- May 27, 2012 at 7:50 pm #2457
- June 25, 2012 at 6:32 pm #2652stephanNew MemberJoin Date: Nov 2011Posts: 100Offline
anyone tested the MM against the D800E in b&w?
I ordered a MM but got my D800E today and I'm very impressed about the high ISO – Qualities of the camera.
I suspekt the MM to be a bit better at 3200 ISO, but would really apreciate if someone made the test allready and can give me some advise.
- June 26, 2012 at 3:45 pm #2660
I think it is very difficult to compare the image quality of the two cameras. One use CCD and the other CMOS, one use the Bayer Filters technique and not the other.
I understand photographers always want to find out which camera is better or the best but we all know there is not such thing as the best camera for all photographers. About the image quality, the grain / pixel structure of the M M and D800E should be different, so it is up to the kind of usage that makes a certain camera a better one. Otherwise Nikon do not need to produce the D4!
After using the M M for a little bit over 24 hours. I have to say that this is a completely new experience for any digital camera users. Please do not forget this camera not just give you high ISO performance (this is just a ‘by product' from the new ‘Clear' pixel design) but also produce ultra fine details images.
I do hope our Leica fellow users not to label the M M as a Bresson camera (he may use an iPhone to capture his images if he is still living today). It is equally good for any fine art photographers who, as Oskar Barnack, like smaller setup for their work!
- June 26, 2012 at 6:30 pm #2661BrianNew MemberJoin Date: May 2012Posts: 57Offline
I will most likely order a D800e for work, to replace my D1x. It's about 1/2 the price that the D1x was 10 years ago.
I will be in line for the M9 monochrome- and should be able to do a comparison.
- June 26, 2012 at 8:25 pm #2663stephanNew MemberJoin Date: Nov 2011Posts: 100Offline
can't wait to read your experiences
You are right, the only point is that where I live it is rather difficult to compare two cameras without buying them. The stores that sell Leica and Nikon at the same time AND have also such items as an MM AND a D800E in stock and are willing to let you make a comparison are rare (I fact I wouldn't know any in a radius of 1000 km, but I may be wrong).
From what I have seen so far, I expect that the D800E is as good in resolution as an MM will be.
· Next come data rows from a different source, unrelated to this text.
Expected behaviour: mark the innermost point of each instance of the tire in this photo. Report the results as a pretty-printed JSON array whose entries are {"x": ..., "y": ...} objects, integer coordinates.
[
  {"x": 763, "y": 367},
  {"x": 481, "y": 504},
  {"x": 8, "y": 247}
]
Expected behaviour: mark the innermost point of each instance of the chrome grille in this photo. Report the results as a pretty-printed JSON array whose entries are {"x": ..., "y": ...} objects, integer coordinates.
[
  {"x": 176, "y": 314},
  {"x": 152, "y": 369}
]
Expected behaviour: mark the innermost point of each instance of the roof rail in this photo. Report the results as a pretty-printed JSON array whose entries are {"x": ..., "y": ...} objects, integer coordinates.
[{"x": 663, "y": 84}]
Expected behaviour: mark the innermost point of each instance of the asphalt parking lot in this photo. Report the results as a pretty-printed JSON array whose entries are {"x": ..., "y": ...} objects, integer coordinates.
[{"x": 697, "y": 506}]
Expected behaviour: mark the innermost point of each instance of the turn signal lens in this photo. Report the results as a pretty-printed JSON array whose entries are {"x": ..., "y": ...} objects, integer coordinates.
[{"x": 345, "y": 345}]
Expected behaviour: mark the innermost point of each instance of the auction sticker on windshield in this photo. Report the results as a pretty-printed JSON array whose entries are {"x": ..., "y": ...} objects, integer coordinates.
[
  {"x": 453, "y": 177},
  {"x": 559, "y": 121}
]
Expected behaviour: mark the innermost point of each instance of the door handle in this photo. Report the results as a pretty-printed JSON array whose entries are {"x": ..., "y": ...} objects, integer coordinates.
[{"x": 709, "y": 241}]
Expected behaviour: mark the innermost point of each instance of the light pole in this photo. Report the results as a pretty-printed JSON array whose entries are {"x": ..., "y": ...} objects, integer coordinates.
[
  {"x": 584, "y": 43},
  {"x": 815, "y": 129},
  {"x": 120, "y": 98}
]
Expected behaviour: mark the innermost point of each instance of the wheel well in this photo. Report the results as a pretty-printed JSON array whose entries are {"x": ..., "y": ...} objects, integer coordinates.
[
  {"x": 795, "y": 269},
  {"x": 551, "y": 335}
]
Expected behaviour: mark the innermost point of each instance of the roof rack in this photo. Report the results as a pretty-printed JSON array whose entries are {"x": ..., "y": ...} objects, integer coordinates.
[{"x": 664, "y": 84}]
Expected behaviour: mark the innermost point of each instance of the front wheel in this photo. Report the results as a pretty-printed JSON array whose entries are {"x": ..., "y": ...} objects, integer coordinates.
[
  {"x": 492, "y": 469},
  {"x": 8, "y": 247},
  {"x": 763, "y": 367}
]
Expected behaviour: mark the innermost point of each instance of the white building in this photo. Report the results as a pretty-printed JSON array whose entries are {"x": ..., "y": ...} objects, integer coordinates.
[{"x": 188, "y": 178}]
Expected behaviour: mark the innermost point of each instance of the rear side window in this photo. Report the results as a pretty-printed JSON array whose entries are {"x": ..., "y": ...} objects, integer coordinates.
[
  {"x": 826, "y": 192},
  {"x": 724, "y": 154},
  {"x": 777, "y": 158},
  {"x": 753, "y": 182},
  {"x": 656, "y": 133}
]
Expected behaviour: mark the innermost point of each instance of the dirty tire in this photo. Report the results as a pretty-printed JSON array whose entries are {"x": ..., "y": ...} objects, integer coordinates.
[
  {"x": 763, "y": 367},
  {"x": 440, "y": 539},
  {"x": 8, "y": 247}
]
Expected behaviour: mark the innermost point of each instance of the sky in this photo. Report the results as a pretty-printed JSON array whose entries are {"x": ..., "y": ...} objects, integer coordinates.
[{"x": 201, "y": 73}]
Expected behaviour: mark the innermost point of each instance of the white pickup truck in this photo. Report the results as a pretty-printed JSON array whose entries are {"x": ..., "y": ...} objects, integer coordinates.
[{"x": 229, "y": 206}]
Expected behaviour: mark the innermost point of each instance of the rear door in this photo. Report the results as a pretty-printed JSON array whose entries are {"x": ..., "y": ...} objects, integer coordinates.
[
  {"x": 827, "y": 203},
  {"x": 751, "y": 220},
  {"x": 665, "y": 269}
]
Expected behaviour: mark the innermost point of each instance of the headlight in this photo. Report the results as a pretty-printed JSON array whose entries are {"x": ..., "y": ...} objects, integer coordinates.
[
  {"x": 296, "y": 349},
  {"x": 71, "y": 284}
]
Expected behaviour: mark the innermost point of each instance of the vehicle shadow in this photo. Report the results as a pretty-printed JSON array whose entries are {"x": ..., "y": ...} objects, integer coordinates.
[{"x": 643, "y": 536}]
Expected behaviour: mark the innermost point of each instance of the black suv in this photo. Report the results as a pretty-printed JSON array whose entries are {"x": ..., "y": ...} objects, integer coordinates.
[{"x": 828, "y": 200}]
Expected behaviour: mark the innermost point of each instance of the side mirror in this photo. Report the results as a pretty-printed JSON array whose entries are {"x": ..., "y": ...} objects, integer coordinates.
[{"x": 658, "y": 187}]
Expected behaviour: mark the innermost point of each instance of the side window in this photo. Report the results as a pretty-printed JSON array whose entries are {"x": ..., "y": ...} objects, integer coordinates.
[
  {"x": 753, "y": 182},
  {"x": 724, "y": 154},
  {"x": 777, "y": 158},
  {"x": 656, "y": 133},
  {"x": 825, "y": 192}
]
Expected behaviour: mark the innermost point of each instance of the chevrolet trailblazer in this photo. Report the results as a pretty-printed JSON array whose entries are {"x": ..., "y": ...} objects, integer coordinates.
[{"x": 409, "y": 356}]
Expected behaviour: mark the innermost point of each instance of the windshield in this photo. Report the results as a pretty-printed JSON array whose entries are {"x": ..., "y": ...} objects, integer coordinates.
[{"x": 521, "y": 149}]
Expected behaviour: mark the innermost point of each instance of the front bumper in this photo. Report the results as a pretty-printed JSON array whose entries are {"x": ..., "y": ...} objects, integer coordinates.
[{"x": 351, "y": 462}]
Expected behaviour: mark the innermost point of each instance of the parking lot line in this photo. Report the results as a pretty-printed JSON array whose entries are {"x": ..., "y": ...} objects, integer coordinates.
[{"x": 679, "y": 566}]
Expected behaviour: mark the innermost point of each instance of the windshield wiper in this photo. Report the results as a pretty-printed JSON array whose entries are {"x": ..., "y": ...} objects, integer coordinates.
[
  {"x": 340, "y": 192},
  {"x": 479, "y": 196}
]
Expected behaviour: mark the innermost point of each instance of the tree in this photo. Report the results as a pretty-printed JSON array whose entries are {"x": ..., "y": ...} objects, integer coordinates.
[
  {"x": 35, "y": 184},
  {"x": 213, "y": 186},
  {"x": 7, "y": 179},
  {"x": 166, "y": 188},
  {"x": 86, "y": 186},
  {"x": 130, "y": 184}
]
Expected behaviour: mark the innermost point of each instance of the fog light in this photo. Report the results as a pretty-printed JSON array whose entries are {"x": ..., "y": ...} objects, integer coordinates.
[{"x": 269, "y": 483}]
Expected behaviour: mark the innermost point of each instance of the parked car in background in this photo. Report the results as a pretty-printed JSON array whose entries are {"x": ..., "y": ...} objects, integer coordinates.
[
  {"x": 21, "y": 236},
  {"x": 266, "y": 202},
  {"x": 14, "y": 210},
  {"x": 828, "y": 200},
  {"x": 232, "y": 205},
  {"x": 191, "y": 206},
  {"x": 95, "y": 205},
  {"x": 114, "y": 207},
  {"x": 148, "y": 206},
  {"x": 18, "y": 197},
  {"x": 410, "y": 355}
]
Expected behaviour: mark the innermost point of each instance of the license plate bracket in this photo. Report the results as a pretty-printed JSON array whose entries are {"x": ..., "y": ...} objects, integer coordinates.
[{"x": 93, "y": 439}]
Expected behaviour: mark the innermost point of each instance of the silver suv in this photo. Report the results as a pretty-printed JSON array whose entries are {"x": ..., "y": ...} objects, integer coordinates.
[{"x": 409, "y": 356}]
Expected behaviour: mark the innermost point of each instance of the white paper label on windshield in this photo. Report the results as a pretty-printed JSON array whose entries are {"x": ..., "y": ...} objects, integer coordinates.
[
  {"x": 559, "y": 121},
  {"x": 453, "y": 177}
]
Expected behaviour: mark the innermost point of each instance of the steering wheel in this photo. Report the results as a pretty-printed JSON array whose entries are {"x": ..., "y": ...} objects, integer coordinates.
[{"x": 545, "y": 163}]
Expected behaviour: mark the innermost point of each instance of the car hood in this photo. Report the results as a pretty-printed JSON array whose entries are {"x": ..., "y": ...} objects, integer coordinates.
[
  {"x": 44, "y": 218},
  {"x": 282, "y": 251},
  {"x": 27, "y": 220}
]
The main difference will be in the high ISO range, where it will be interesting to see how the monochrome-CCD will hold up against a D800. When I process high ISO-file from the D800 to black and white, I get some film-like grain (maybe a bit harscher, though). This is not much a problem for contrasty pictures, but for eamble gets real soft when this grain adds to some lens-weaknesses.
I intend to use the MM in low-light situation only (art-nudes).
- June 26, 2012 at 10:54 pm #2664
One thing for sure the D800E can make larger output (prints) because of its resolution.
- June 26, 2012 at 11:57 pm #2666BrianNew MemberJoin Date: May 2012Posts: 57Offline
I've seen a number of people wanting to compare the D800e with the Monochrome M9.
For work in the Lab- I bought one of each of Nikon's Micro-Nikkors with the D1x and Nikon E3. Great for close-up, technical documentation work. I'll use the same lenses with the D800e.
For the M9 Monochrome- especially for a fine-art application in low-light- I would be going for Vintage fast-glass. My M9 usually has a lens from the 1930s on it. The M9 Monochrome- I'll be using lenses designed for black and white. A 1934 uncoated Sonnar 5cm F1.5, should do wonders on it.
The big difference between digital and film is in the handing of shadow detail and highlights. Modern lenses, multi-coated tend to be higher contrast and have tamed internal reflections. Low-contrast lenses tend to compress the intensity range to one that is ore easily recorded on a digital sensor, and veiling flare tends to fill in shadows.
In any event, if you go with the Nikon D800e get a 5.8cm F1.4 Nikkor-S and have it converted to AI coupling. Lower-contrast, slightly longer FL.
If you get the M9m, you have a lot of vintage glass to choose from.